Proof that determinant of inner product of linearly independant vectors is always positive

Question

If $x,y \: \in \:\mathbb{R}^{3}$ are two linearly independent vectors in three dimensional space, and $\langle x,y\rangle$ represents the dot product of the two vectors, then prove that \begin{align*} \begin{vmatrix} \langle x,x \rangle & \langle x,y\rangle \\ \langle y,x \rangle & \langle y,y\rangle \end{vmatrix} >0 \end{align*}

Answer 1

For two vectors this is equivalent to the Cauchy-Schwarz inequality. For more $k$ vectors, note that replacing them by linear combinations of themselves according to a $k\times k$ matrix $P$ (in coordinates $(xy\ldots z):=(xy\ldots z)P$) changes the Gram matrix (which is what you have before taking the determinant) $M$ into $P^\top MP$, and therefore multiplies its determinant by $\det(P)^2$. In particular if $P$ is upper uni-triangular (each vector only gets modified by a combination of vectors coming before it) then the determinant does not change. This allows performing Gram-Schmidt on the vectors, after which the Gram matrix has become diagonal. Since the diagonal entries are squared norms of the vectors after Gram-Schmidt, the determinant is obviously positive.

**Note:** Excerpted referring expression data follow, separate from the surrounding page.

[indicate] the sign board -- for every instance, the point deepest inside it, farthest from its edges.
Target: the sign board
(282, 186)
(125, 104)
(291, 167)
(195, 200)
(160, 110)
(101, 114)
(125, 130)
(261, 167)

Since we are only interested in the sign of the Gram determinant here, we didn't really need to worry about the factor $\det(P)^2$ (as long a $P$ is invertible), and may replace the vectors by any basis whatsoever of the space they span. So we could have done without Gram-Schmidt and just choose any orthonormal basis of the span right away.

The second argument incidentally suggests an easy way to prove the Cauchy-Schwarz inequality.